Kennedy replied: “I don’t think anybody can answer that question, and I didn’t answer that question,” arguing that his past remarks were mischaracterised. He said what he meant was that any potential link between antidepressants and school shootings “should be studied, along with other potential culprits”.
That’s not how he phrased it in a 2023 livestream with X owner Elon Musk.
Kennedy claimed there was “tremendous circumstantial evidence” that medications contributed to school shootings. He cited selective serotonin reuptake inhibitors (SSRIs), a class of antidepressants, and benzodiazepines, medicines often used to treat anxiety. He said there were “no good studies” on the role of psychiatric drugs in school shootings and that it should have been studied “years ago”.
Psychiatry experts told PolitiFact there isn’t a causal relationship between antidepressants and shootings. About 13 percent of the adult population uses antidepressants, and experts say if there were a link, they would expect higher rates of violence. Studies on US school shootings show most attackers were not using psychiatric medicines, which have an antiviolence effect.
5. Kennedy said a pesticide in the water supply contributes to ‘sexual dysphoria’ in kids
Senator Michael Bennet, Colorado, asked Kennedy: “Did you say that exposure to pesticides causes children to become transgender?”
Kennedy replied, “No, I never said that.”
Kennedy did not use those exact words in a 2023 podcast interview, but he did say: “I think a lot of the problems we see in kids, and particularly boys, it’s probably under-appreciated how much of that is coming from chemical exposures, including a lot of the sexual dysphoria that we’re seeing.”
“Sexual dysphoria” is not a medical term. Gender dysphoria is the experience of distress that can occur when a person’s gender identity does not match their sex, and is common in transgender people.
Kennedy in 2023 said a study found that exposure to the herbicide atrazine in water caused some male frogs to develop female sex organs and become infertile.

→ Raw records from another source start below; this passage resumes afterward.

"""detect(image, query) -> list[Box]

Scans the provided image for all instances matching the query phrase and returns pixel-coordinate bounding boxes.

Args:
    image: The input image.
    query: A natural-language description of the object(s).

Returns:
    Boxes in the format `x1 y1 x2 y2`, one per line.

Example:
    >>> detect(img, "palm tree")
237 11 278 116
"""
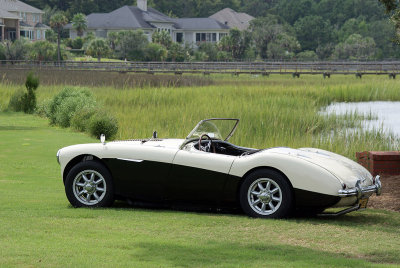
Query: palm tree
72 13 87 37
86 38 111 62
50 12 68 62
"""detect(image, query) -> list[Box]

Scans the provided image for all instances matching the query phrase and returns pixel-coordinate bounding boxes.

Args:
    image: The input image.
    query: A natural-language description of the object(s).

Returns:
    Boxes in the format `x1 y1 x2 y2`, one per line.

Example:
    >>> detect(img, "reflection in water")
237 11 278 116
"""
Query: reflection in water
323 101 400 138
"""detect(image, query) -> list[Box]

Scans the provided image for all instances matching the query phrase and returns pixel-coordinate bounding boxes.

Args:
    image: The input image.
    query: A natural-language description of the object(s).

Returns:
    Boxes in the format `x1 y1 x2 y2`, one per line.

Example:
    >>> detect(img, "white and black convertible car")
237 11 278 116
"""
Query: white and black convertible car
57 119 381 218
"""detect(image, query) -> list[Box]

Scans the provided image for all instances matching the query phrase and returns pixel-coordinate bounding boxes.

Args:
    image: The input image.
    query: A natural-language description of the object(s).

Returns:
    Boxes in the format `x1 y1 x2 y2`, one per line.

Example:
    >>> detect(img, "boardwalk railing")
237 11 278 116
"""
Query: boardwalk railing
0 61 400 78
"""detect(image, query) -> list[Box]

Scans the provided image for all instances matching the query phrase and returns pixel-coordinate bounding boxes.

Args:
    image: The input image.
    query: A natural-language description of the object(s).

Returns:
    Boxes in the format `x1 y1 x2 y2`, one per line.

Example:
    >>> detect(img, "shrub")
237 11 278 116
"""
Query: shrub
89 112 118 139
296 50 318 61
8 72 39 114
71 107 98 132
8 90 25 112
71 37 83 49
35 99 51 117
23 72 39 114
49 88 96 127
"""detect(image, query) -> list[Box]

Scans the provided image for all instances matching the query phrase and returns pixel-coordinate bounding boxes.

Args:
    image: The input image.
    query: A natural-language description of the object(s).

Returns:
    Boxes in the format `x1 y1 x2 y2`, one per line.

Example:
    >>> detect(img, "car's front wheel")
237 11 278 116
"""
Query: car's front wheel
65 161 114 207
240 169 294 218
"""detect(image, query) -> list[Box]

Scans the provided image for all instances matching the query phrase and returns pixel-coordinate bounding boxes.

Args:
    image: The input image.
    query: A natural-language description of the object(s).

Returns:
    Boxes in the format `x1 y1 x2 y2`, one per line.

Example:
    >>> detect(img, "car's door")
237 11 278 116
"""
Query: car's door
103 145 178 202
165 150 235 204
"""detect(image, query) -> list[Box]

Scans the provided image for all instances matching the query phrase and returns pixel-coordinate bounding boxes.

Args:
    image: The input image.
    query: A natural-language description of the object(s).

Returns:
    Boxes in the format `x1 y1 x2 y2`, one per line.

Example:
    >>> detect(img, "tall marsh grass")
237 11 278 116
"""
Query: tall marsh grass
0 70 213 88
0 73 400 158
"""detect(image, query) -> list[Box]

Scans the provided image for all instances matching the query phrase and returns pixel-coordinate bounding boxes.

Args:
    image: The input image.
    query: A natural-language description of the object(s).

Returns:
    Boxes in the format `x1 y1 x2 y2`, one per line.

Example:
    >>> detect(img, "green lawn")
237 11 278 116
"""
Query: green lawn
0 113 400 267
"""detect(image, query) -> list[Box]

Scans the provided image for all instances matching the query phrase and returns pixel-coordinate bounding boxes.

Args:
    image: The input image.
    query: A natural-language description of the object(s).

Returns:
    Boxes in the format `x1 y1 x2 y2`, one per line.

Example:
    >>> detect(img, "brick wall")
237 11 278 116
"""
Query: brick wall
356 151 400 176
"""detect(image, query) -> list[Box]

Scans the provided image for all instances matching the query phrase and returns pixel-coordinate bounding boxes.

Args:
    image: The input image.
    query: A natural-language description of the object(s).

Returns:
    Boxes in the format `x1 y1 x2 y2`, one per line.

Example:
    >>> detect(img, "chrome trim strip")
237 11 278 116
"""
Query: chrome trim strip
338 175 382 199
117 158 143 163
318 204 360 217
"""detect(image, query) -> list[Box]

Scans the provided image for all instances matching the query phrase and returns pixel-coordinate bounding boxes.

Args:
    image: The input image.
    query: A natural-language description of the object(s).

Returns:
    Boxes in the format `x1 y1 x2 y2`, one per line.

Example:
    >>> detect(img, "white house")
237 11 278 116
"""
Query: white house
65 0 230 44
0 0 50 41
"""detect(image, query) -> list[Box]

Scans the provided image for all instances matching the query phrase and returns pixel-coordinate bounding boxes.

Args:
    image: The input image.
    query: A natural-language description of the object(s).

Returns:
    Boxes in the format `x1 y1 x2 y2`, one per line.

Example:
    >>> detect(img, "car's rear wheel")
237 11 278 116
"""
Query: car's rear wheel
65 161 114 207
240 169 294 218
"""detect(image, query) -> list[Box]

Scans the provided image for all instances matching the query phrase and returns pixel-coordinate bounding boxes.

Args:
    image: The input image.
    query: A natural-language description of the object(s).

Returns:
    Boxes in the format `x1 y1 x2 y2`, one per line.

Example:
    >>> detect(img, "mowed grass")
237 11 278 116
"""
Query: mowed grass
0 113 400 267
0 73 400 159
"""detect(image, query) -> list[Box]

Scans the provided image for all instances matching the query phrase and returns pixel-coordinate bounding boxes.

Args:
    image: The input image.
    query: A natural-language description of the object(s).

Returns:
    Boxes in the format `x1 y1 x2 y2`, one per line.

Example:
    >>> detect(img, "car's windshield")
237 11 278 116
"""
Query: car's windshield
187 118 239 140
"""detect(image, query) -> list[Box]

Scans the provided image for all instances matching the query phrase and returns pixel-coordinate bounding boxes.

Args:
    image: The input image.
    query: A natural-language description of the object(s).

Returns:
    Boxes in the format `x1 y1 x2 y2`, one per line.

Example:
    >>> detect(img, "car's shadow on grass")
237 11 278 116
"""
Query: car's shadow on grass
0 126 38 131
99 201 400 231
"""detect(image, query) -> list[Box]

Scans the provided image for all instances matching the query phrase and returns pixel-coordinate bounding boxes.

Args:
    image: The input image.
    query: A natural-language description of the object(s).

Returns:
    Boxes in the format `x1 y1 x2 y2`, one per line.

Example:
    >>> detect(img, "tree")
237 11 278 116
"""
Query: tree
151 31 172 48
199 42 218 61
29 41 57 61
46 29 57 43
332 34 376 59
145 43 168 61
276 0 316 25
167 43 193 62
50 12 68 62
379 0 400 43
42 5 58 25
72 13 87 37
294 15 333 51
116 30 149 60
338 18 369 42
267 32 301 60
86 38 111 62
218 29 252 60
240 0 279 17
250 15 299 59
4 38 31 61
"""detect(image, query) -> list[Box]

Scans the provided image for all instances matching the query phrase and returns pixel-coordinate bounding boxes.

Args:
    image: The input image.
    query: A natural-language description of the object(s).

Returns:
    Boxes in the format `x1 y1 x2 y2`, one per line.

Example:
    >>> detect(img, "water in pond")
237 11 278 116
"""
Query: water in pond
324 101 400 138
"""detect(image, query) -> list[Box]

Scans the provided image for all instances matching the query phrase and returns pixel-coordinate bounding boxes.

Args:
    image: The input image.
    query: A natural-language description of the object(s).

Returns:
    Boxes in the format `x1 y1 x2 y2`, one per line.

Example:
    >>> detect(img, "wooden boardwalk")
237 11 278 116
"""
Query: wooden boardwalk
0 61 400 79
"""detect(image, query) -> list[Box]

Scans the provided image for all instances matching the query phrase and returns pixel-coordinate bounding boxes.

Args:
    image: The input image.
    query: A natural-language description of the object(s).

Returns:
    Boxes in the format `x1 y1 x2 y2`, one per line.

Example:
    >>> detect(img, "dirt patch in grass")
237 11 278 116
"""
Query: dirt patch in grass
369 176 400 212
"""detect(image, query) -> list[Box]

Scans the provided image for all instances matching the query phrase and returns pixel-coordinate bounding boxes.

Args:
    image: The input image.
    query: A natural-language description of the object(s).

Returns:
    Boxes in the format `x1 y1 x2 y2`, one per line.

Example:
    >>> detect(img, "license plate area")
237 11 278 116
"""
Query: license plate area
358 198 368 209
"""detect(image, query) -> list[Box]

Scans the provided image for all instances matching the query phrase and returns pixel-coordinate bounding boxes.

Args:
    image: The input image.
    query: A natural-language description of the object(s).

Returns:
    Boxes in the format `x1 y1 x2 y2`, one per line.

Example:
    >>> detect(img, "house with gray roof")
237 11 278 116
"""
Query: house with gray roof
210 8 254 31
0 0 49 41
65 0 229 45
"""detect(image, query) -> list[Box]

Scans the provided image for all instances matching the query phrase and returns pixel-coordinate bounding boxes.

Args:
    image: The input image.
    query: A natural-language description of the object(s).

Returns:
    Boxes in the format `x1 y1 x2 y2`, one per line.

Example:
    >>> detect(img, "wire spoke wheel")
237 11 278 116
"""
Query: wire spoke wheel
72 170 107 206
247 178 282 216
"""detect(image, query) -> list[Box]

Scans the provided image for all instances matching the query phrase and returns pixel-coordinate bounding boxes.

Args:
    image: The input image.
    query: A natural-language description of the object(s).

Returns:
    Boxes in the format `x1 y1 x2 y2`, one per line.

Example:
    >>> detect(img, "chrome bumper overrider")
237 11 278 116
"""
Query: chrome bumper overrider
318 175 382 217
339 175 382 199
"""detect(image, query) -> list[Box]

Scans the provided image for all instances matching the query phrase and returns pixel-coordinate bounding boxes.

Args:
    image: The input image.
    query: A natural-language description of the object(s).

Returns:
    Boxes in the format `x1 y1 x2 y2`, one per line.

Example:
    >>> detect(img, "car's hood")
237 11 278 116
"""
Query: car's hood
268 148 373 187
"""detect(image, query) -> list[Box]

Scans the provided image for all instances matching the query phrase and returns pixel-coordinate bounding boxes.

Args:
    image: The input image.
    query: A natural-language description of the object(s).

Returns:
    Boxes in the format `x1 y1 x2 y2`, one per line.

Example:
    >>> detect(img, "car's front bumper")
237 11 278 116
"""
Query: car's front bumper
339 175 382 199
319 175 382 216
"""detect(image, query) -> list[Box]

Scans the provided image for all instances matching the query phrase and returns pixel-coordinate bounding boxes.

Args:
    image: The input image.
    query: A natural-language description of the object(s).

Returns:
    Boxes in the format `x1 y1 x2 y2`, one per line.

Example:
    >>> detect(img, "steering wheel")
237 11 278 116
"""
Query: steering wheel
199 134 215 153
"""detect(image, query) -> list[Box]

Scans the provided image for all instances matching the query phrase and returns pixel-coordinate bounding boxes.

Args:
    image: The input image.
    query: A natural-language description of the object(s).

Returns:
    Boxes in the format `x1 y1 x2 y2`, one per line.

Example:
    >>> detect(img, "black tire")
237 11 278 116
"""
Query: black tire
239 169 294 218
65 161 114 207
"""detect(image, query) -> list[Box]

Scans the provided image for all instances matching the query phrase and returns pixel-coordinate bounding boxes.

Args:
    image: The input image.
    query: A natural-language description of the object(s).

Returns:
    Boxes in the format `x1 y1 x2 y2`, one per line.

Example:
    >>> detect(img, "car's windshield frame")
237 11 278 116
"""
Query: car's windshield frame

Atrazine is a commonly used herbicide in the US. The Environmental Protection Agency regulates how much is allowed in drinking water and evaluates potential ecological and human health risks.
There are important biological differences between humans and frogs, and no scientific studies in humans have linked atrazine exposure to gender dysphoria. Atrazine has been linked, in some studies, to birth defects and other reproductive health problems.
6. Kennedy falsely claimed COVID-19 was targeted to attack ‘Caucasians and Black people’
Bennet also asked Kennedy whether he once said COVID-19 was a “genetically engineered bioweapon that targets Black and white people but spared Ashkenazi Jews and Chinese people”. (Ashkenazi Jews are descendants of Jewish people who lived in central or Eastern Europe.) Kennedy said he “didn’t say it was deliberately targeted”.
While talking about bioweapons at a July 2023 dinner in New York City, Kennedy said: “There is an argument that it is ethnically targeted. COVID-19 attacks certain races disproportionately. COVID-19 is targeted to attack Caucasians and Black people. The people who are most immune are Ashkenazi Jews and Chinese.”
PolitiFact rated this claim as false. Although there is still debate on COVID-19’s origins, there is no evidence it was a deliberately engineered ethnic bioweapon designed to spare or target certain races or ethnicities.
Most disparities in COVID-19 infection and mortality stem from social, economic and health inequities.